(Originally posted 2012-03-25.)
As previously discussed I’m often in a situation of trying to make sense of a set of job-related SMF data. Even though it may be your own installation’s data, you’re probably confronted with what I like to call “a journey of discovery” occasionally, too.
I’m always looking for what I can discern from the data.1 And, when confronted with a set of data about batch jobs, I go into overdrive. 🙂
This post is about how to tell if a set of batch jobs really are clones of each other. It’s an exercise in pattern definition, albeit loosely.
But first, why would you want to know what’s a clone set of jobs? Remember these are near-identical jobs that run in parallel against subsets of the data. Firstly, if something’s cloned you might be able to clone it further.2 Second, if it isn’t cloned you need to recognise that and think about the effort involved to even start with cloning.3
The process of detecting clones is easy to describe but not so easy to do. Here are the steps:
- Look for similarities in SMF 30 Step- and Job-End records.
- Likewise in SMF 101 DB2 Accounting Trace.
- And similarly for data access.
Steps 2 and 3 could be done in either order. And indeed Step 2 would be only be relevant for DB2.
Let’s think about these in a bit more detail…
Step-End And Job-End Evidence
I would expect cloned jobs to run more-or-less alongside each other – though they might be set off in groups. Of course imbalance between the clones would mean they wouldn’t end at the same time.
Additionally the jobs would have the same “step profile”. By this I mean the number of steps is consistent, the same steps in each job are the big ones. The program names are the same. And the performance profile of each step is similar across the clones, so the CPU intensiveness and the EXCP counts are similar.
I would expect also to see a sensible job-naming convention.

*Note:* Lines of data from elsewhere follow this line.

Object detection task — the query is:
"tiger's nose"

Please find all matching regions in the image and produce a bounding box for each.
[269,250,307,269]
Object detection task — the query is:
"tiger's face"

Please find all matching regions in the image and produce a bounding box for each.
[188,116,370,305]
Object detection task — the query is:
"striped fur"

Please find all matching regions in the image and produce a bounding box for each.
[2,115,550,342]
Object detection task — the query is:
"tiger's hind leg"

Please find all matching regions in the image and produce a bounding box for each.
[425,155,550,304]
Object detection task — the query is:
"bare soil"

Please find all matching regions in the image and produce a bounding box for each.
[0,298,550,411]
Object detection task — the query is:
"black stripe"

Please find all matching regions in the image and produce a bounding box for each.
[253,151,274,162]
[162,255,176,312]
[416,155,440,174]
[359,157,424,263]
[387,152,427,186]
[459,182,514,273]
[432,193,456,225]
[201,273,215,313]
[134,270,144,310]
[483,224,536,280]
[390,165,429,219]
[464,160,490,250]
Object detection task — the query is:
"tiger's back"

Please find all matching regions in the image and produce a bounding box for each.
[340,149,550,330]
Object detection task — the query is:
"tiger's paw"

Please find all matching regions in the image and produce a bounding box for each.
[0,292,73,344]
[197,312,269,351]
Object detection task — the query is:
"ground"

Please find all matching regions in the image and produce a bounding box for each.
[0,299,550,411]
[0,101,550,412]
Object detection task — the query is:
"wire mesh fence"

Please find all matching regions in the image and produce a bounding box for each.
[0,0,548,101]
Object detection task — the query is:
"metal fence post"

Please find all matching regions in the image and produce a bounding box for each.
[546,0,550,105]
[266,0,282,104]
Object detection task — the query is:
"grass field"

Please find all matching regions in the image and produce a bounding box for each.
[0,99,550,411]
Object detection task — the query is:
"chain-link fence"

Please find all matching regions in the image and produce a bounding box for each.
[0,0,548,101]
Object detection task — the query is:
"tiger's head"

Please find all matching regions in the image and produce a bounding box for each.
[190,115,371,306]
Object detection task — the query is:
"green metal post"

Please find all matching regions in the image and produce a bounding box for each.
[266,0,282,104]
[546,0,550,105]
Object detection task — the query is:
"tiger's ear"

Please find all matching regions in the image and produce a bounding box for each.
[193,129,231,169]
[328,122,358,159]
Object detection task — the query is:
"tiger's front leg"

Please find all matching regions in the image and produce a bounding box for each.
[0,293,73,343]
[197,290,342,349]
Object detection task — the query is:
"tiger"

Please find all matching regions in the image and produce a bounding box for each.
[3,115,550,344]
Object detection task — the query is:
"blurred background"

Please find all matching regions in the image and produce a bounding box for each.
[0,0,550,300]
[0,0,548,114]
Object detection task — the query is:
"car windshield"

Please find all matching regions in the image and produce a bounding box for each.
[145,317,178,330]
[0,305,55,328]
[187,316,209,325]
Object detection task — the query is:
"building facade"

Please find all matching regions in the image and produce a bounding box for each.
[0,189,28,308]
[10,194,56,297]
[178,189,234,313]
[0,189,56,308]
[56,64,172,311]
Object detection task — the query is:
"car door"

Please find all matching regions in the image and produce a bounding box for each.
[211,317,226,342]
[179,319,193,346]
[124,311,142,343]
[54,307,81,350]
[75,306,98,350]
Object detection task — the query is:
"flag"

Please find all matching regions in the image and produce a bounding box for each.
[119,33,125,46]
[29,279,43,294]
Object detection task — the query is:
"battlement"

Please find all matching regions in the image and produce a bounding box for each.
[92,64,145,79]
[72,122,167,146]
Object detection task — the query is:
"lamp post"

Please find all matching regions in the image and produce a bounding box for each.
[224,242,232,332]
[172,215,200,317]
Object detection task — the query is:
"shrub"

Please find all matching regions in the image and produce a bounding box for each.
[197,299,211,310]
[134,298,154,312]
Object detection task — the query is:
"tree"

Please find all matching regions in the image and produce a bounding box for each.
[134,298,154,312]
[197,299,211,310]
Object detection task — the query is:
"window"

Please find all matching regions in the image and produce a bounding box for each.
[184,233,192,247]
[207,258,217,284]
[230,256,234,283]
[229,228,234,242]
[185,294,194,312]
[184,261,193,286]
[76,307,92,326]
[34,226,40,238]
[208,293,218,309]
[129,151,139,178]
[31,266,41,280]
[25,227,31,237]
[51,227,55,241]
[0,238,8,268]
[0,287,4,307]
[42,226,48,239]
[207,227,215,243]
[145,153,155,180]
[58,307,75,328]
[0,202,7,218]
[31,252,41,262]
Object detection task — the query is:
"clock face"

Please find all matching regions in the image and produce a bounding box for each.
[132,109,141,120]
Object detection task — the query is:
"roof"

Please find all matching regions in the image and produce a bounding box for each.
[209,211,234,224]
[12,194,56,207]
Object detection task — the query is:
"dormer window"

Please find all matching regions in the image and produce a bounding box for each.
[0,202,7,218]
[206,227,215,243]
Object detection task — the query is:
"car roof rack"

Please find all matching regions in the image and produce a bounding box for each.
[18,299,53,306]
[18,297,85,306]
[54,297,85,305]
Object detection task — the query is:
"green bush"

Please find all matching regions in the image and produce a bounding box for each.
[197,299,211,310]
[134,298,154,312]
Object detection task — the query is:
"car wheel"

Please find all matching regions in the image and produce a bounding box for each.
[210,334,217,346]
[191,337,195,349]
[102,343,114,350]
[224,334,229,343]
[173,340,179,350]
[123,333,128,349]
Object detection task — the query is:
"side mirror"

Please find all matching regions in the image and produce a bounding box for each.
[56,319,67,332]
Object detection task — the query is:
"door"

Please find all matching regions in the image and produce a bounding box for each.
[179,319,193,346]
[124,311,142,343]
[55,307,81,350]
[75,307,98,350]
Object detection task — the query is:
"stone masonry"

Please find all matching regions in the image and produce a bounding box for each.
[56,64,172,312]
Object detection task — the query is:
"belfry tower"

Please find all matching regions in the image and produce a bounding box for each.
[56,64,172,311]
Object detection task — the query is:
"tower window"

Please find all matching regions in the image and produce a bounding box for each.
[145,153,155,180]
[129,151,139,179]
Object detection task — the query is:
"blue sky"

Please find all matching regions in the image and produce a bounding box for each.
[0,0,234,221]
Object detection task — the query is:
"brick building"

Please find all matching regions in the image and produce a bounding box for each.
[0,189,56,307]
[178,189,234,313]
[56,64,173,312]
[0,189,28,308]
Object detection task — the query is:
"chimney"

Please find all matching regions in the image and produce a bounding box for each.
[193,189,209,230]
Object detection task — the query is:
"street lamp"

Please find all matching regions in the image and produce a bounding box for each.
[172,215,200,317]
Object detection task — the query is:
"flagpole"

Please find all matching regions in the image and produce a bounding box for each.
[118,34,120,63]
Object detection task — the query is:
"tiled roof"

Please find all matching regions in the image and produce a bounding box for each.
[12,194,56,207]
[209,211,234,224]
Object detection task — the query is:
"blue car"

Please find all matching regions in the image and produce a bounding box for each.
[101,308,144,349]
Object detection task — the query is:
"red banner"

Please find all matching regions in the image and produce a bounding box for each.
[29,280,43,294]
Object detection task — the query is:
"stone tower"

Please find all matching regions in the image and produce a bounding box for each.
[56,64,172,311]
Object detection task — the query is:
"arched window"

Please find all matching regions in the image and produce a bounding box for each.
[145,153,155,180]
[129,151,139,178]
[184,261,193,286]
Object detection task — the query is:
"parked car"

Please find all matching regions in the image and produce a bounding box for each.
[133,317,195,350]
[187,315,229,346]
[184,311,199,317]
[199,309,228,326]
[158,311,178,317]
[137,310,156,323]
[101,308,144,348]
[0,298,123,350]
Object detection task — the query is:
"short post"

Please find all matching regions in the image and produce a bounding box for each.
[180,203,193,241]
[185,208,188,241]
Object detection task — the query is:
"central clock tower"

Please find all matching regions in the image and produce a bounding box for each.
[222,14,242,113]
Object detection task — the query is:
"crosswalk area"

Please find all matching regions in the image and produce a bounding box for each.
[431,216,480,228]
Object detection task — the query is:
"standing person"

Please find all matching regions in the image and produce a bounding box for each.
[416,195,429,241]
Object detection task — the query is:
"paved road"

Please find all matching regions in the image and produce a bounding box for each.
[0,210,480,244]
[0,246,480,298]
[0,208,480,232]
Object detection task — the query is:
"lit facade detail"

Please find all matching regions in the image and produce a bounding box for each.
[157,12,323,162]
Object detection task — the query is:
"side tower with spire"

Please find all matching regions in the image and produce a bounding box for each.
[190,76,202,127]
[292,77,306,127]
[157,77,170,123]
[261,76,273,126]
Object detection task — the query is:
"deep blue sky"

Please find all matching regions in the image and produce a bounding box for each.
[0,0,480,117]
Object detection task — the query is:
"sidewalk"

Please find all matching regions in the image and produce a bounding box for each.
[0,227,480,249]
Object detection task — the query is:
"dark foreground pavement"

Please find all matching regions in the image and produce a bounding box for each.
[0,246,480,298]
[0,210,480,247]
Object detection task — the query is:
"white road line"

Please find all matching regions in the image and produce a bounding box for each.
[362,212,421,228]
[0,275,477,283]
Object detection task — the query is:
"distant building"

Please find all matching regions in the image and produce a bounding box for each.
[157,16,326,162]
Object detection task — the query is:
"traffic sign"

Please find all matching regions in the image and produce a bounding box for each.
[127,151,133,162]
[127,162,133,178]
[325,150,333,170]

For example “all the jobs beginning PLCD50 are clones and the suffix is 00, 01, 02 and so on”. From this you get job names like PLCD5000, PLCD5001 etc.
Generally I spot groups of jobs meeting these criteria pretty easily – using SMF Type 30 subtypes 4 (Step) and 5 (Job).
DB2 Invocation Evidence
For DB2 jobs I’d expect corroboration from DB2 Accounting Trace (SMF Type 101):
Plan names and package names4 should be the same.
In many cases I’ve seen a single DB2 plan name for an entire application, and sometimes crossing application boundaries. Similarly packages are sometimes widely used – for example in the “I/O module” or Stored Procedure cases. Taken together this is a necessary but not sufficient condition.
DB2 Accounting Trace, as you probably know, can give a very detailed breakdown of where a step’s time goes5 – down to the package level. Again, you’d expect to see a similar profile across all the clones.
For any serious DB2 Batch analysis I’d be looking at this data anyway. I’ve written extensively about DB2 Batch, most recently here.
Data Access Evidence
This is where consistency is slightly less to be expected: Most probably DD names will be the same across the cloned jobs. But very often the data set names are slightly different. For example the clone stream number might be encoded in the data set – probably in one of the lower level qualifiers.
For DB2 it’s more difficult to assess which tables a job step access – and probably you need to look at the DB2 Catalog for insight. When you do you may well find the cloned jobs accessing partitions of the same table (in some cases).
There is other evidence of interest here:
In many cases clone jobs (or streams) are preceded by a job whose role is to split the data to feed the clones. Similarly there’s often a follow-on job to merge the results. Detecting these – in the non-DB2 case is usually pretty straightforward. (Even in the DB2 case the scheduler should tell you.) My point here is there’s value in seeing how cloning is working, not least from why there might be imbalance between the clones.
As I said at the outset it’s useful to figure out which jobs in a suite or a window are part of a cloning implementation. And as I hinted in a couple of places there’s also value in understanding balance (or imbalance). In this post I’ve given some tips on the kinds of patterns to look for. Some of this could be codified, I’m sure. In any case the human mind is a wonderful instrument for pattern recognition6.
1 I’ve talked about this sort of thing before. Most recently in Published on Slideshare: I Know What You Did Last Summer.
2 Recall my recommendation to clone 2, 4, 8, 16 … or else 3, 6, 12, 24… – unless you know differently.
3 See this part and this part especially of the ‘I Said "Parallelise" Not "Paralyse"’ series of blog posts for more on this.
4 You only get package-level statistics if you specify Accounting Trace classes 7 and 8.
5 You only get the detailed break down if you specify Accounting Trace classes 1, 2 and 3. (And see 4.)
6 This footnote is a wholly gratuitous reference to the excellent Pattern Recognition, a novel by the excellent William Gibson. 🙂